How Should Fantasy Shows Give Us Maps? From 'Game of Thrones' to 'The Wheel of Time' and Beyond

If they haven't done so already, epic fantasy adaptations are well on their way to rivaling comic book adaptations as a genre, but they have some unifying tropes to work out first. One of the biggest is the map — a staple of the genre on the page and, it turns out, just as essential on-screen. The biggest shows of the decade still haven't agreed on how to show viewers these maps, however.

For simplicity's sake if nothing else, many critics relate everything fantasy-related back to Game of Thrones. When it premiered in 2011, the show was lauded for hooking new or lapsed fans into the fantasy genre and presenting it in a brand new way. Starting around the time the show ended in 2019, a huge crop of new fantasy shows began to turn up – just this year we got Shadow and Bone, The Wheel of Time and two new entries into Netflix's Witcher franchise. These all provide interesting solutions for the need for a map.

Game of Thrones' title sequence is legendary. It showed a stylized rendering of a map of Westeros and the relevant parts of Essos, often using sigils and symbolic images to highlight alliances or recent events. This put the map in front of audiences every single week and gave some sense of the scale of the world, the distances between locations and the geography in between.

So far, no show has taken this straightforward route yet, and it's hard to imagine why. HBO doesn't have ownership of maps, but right now it does still seem to be the biggest player in the genre — at least as far as mainstream fans and critics are concerned. In fact, YouTube Daniel Greene speculated that the reason Amazon's Wheel of Time series didn't include a map in its opening credits was to avoid (more) comparisons to Game of Thrones. Greene himself said he believes a map is "really needed" for "a show like this."

At the same time, many streamers don't want to have a lengthy title sequence, and they expect viewers to skip the titles especially when binge-watching a show. This is especially true on Netflix, where whole seasons are typically dropped all at once. Shadow and Bone cut right to the chase with its title sequence, but it compensated with an interactive map shared on social media that was a huge hit with fans. A similar map was released for The Witcher only after a timeline was out, (though admittedly the timeline was an understandable priority for The Witcher.)

This strategy is great, but limited. Unless producers were to direct fans to it at some point in the show, there's no guarantee that they would find it. It counts on fans' active engagement on social media to lead them to the map, which is exciting for those who take part but could be alienating to those who don't. In the quest to make something obscure palatable to the masses, this might ultimately be counted as a step backward. Again, think of the MCU's extreme revisions of Marvel Comics canon over the last decade and a half.

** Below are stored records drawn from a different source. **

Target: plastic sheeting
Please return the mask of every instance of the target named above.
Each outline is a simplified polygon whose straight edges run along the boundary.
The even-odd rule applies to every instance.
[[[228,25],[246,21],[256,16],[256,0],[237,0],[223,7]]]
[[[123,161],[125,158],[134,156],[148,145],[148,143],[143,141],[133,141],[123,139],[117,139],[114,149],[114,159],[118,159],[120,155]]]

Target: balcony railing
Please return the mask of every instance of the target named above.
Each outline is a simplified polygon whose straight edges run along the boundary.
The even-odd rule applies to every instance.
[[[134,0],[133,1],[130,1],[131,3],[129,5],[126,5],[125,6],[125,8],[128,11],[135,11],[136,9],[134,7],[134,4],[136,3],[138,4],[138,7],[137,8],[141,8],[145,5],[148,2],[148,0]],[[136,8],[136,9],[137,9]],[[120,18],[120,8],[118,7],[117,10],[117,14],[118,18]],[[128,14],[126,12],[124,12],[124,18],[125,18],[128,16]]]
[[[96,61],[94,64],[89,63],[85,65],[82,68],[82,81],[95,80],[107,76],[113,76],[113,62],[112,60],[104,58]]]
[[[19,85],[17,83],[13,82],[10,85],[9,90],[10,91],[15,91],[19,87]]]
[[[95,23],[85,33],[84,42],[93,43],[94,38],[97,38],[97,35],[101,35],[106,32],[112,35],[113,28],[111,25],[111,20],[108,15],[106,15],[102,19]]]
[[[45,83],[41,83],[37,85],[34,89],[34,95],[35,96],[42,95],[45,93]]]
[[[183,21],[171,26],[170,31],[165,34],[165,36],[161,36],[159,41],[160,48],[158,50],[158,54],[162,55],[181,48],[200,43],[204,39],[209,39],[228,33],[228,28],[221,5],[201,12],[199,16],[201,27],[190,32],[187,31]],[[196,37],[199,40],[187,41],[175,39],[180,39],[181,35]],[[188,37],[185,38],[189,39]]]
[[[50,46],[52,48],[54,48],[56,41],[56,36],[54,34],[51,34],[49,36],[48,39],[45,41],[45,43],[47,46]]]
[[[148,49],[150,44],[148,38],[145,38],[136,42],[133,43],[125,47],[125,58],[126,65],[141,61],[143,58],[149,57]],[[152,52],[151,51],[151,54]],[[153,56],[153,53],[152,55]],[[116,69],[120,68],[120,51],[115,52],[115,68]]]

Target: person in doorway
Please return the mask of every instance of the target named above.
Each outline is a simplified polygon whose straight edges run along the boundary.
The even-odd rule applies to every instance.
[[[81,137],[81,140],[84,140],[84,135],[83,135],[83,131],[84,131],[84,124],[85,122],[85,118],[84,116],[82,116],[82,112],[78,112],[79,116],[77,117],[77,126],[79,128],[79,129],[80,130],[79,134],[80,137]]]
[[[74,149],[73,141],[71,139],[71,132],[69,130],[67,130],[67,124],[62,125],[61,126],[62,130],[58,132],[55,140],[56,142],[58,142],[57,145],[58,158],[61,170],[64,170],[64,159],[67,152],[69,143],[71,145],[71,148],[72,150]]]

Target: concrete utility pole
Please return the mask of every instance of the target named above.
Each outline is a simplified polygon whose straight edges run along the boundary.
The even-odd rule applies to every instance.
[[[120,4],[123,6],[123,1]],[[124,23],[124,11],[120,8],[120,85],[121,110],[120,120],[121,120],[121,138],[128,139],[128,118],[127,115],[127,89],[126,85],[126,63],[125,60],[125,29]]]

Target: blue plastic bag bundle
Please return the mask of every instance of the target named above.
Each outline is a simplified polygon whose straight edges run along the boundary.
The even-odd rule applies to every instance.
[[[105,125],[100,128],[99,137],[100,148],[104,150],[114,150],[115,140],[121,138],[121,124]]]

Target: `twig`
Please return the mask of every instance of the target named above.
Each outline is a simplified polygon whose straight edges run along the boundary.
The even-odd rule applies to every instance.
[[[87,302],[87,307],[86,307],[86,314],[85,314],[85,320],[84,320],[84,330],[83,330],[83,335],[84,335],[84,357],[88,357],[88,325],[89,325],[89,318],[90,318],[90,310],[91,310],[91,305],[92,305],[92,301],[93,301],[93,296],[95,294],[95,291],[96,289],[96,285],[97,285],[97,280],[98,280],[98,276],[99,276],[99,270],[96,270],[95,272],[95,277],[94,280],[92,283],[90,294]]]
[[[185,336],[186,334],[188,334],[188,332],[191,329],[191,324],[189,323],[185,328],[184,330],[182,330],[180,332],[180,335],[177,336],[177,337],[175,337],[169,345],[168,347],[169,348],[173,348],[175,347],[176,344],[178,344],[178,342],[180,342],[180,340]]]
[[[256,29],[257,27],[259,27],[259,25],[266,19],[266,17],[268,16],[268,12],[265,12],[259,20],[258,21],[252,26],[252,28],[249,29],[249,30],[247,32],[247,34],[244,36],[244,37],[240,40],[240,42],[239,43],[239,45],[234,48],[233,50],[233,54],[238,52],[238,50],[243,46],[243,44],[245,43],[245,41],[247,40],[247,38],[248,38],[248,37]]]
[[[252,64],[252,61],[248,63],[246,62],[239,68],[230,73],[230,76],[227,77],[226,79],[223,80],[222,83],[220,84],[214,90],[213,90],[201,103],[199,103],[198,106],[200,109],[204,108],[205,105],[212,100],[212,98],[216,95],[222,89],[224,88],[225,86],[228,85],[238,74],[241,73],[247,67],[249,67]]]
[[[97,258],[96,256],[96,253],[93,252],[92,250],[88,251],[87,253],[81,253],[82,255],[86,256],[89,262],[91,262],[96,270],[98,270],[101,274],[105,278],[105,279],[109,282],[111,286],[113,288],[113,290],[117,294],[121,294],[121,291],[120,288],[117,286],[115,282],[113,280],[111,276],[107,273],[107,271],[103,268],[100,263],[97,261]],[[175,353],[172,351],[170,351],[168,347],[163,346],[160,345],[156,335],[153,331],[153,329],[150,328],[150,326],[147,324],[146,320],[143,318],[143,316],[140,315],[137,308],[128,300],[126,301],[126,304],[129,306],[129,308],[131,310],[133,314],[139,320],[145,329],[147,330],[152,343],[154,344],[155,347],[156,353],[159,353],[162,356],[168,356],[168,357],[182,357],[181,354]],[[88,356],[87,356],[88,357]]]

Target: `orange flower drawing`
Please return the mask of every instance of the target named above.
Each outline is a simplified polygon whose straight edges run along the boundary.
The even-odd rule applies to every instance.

Another problem with an online map is the threat of spoilers. Shadow and Bone and The Witcher both included timeline guides to their interactive maps – a fun feature and useful for new fans, but dangerous for those who don't pick it up right when the show premieres. Fans differ on how much background they want on their new fantasy world ahead of time, so this could turn some off. At the very least, it is likely to bombard viewers with information that isn't relevant to the episode they're watching in that moment. Adding spoiler warnings or completion metrics isn't a perfect solution to this either, because it still makes the overall experience more complicated.

Finally, Amazon Prime is testing a promising new strategy by including an interactive map for The Wheel of Time right in its streaming app, so it's accessible on TV devices, consoles, web browsers or mobile devices. This is nice especially for a streaming exclusive, since it can be pulled up between episodes during a binge or viewed beforehand as a primer. However, new fans may need some prompting to seek this resource out depending on how it's presented.

This leaves fans with a few imperfect map methods to choose from, and only untested proposals beyond that. Maps could be shown in the end credits, some fans have suggested, or conspicuously shown on-screen mid-episode when relevant, others say. Any of these methods might work, as would dozens of other variations.

The real question is whether showrunners, studios and streamers have fully grasped how vital maps are to their stories, and to the genre they're drawing their content from. Ideally, they'd understand – just as book publishers do – that it's okay to share a feature like this in common with shows from other outlets because it lets fans know that they are part of the same storytelling tradition.